After Anastasio narrowly lost to longtime incumbent Ted Clark in what became the closest election in town history, he was a candidate again two years later. In the May 1975 election, Anastasio successfully ran for a seat on the Board of Selectmen. This time he earned 1,322 votes on the Democratic Party line — in a rare three-party contest that also featured a local “Woodbridge Party” slate. Official records in the Town Clerk’s bound volumes show his continued service with his re-election in 1977, confirming his role in town government during the late 1970s.
Anastasio passed away in 2013 at age 94. The New Haven Register obituary published in March that year described him as “deeply loved by his family and a cherished friend and mentor to many.”
Legacy and Continuity
Today, traces of both men’s contributions can still be found in the center of town. Just outside Town Hall, near the site of the old meetings Ted Clark once presided over, stands a tree planted in his memory — its bronze plaque weathered but still legible after half a century.
And in 2018, a memorial garden was planted near that tree in honor of Arden Clark Gordon (1930–2017). She was the daughter of Ted and Evelyn (Schepmoes) Clark and the fifth generation of her family to live on the Clark homestead on Racebrook Road. A 1952 graduate of Skidmore College, she and her husband, Dr. Robert Stanton Gordon, raised six children in Woodbridge. Arden’s daughter, Robin Gordon Schaffer, still lives on the family property — the very same farmstead where her grandfather Ted was born — now home to the seventh generation of the Clark family.
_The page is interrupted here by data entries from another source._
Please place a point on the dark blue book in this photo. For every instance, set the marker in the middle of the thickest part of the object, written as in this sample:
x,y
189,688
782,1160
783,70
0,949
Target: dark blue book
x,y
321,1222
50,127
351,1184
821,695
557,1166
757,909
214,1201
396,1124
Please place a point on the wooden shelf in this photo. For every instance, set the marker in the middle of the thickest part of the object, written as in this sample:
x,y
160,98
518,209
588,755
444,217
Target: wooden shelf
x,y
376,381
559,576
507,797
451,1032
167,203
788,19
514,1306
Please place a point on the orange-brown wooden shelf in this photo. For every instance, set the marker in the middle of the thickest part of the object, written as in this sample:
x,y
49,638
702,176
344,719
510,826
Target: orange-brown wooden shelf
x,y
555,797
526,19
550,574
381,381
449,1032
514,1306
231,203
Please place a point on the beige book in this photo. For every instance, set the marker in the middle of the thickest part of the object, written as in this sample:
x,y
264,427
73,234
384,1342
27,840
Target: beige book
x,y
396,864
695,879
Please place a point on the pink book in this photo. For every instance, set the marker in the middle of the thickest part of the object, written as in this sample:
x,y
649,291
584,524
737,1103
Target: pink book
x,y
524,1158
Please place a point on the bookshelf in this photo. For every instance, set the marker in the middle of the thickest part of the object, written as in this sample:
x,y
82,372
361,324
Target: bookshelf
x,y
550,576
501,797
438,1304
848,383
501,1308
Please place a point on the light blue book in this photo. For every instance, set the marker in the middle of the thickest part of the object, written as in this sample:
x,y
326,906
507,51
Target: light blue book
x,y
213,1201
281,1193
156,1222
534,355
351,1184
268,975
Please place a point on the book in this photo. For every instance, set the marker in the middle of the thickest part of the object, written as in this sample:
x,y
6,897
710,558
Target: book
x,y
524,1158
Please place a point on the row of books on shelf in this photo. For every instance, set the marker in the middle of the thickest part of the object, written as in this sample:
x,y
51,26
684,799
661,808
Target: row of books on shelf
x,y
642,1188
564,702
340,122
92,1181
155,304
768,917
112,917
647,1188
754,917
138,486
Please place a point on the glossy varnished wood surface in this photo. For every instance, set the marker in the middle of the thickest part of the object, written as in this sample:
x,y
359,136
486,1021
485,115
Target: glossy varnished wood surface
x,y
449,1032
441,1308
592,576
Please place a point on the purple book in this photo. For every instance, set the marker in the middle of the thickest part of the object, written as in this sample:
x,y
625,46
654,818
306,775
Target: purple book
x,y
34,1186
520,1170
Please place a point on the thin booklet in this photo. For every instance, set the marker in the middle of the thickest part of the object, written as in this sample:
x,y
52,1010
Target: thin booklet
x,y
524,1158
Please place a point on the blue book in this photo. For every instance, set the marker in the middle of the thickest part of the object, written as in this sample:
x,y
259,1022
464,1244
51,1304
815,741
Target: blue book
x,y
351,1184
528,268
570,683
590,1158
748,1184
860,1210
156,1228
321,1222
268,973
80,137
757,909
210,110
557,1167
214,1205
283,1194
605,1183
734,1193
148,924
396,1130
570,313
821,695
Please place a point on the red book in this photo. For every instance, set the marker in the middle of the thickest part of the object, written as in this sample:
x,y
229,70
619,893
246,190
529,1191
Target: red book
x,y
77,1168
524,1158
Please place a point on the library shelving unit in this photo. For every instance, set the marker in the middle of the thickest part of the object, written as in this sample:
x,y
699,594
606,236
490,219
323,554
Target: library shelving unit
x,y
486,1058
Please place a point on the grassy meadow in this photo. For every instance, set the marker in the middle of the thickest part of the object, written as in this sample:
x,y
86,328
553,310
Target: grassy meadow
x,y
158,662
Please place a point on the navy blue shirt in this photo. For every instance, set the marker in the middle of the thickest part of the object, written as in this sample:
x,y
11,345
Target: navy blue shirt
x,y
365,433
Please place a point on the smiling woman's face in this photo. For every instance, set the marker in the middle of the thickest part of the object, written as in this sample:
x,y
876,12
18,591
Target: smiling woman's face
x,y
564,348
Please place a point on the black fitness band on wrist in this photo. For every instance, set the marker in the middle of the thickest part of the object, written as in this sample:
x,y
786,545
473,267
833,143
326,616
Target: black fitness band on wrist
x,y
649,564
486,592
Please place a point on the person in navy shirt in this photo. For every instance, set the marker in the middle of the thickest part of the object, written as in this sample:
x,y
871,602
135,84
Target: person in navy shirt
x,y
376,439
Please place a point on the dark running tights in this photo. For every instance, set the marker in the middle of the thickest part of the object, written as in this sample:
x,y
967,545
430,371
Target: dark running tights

Robin has carried forward her family’s tradition of local service as a former longtime member of the Woodbridge Recreation Commission, while her husband Tony Schaffer, served several years on the Board of Finance.


Side by side at the entrance to the Woodbridge Green a tree is dedicated to Ted Clark and a garden dedicated to his daughter Arden Clark Gordon. with the gazebo in the distance.

Across the Green, at the gazebo, town and state officials gathered in 2015 to dedicate Route 243 as the Joseph Anastasio Memorial Highway in recognition of his “lifetime of public service to America and to the people of Woodbridge.” The effort to honor Anastasio in this manner had been led by State Senator Joseph Crisco, Jr. and the event was attended by his sister Joan Kinney, Deputy First Selectman Beth Heller, and his three children — Carol (Susie) Anastasio, Roye Anastasio-Bourke, and Robert Anastasio (pictured below).
Anastasio's wider family has also continued his legacy of public service: his sister Marie A. Dey (1924–2009) was a longtime substitute teacher in the Woodbridge school system, and her son Joseph S. Dey III also served as an elected member of the Board of Selectmen from 2015 through 2019 — carrying on the family’s tradition of civic involvement across generations.


Tomorrow morning, November 10, 2025, the Woodbridge Registrars of Voters will convene once again in the Center Building Gym to conduct the official recanvass of the November 4 municipal election. As they unseal the ballot boxes and tally each vote, they’ll be reenacting a familiar local ritual that has decided the town’s closest races for generations.
Whether this year’s contest proves even tighter than the six-vote margin that separated Ted Clark and Joseph Anastasio in 1973 remains to be seen. Going back another 26 years in the record books, to when Chester C. Hitchcock retired as First Selectman in 1947, there's no indication of a closer election. So for at least today, the record stands at the half-dozen votes that separated the candidates in 1973.
Whatever the outcome in 2025, the spirit of careful count-keeping — and of civic participation passed down through generations of local families — reminds us that every vote in Woodbridge has always mattered, and still does.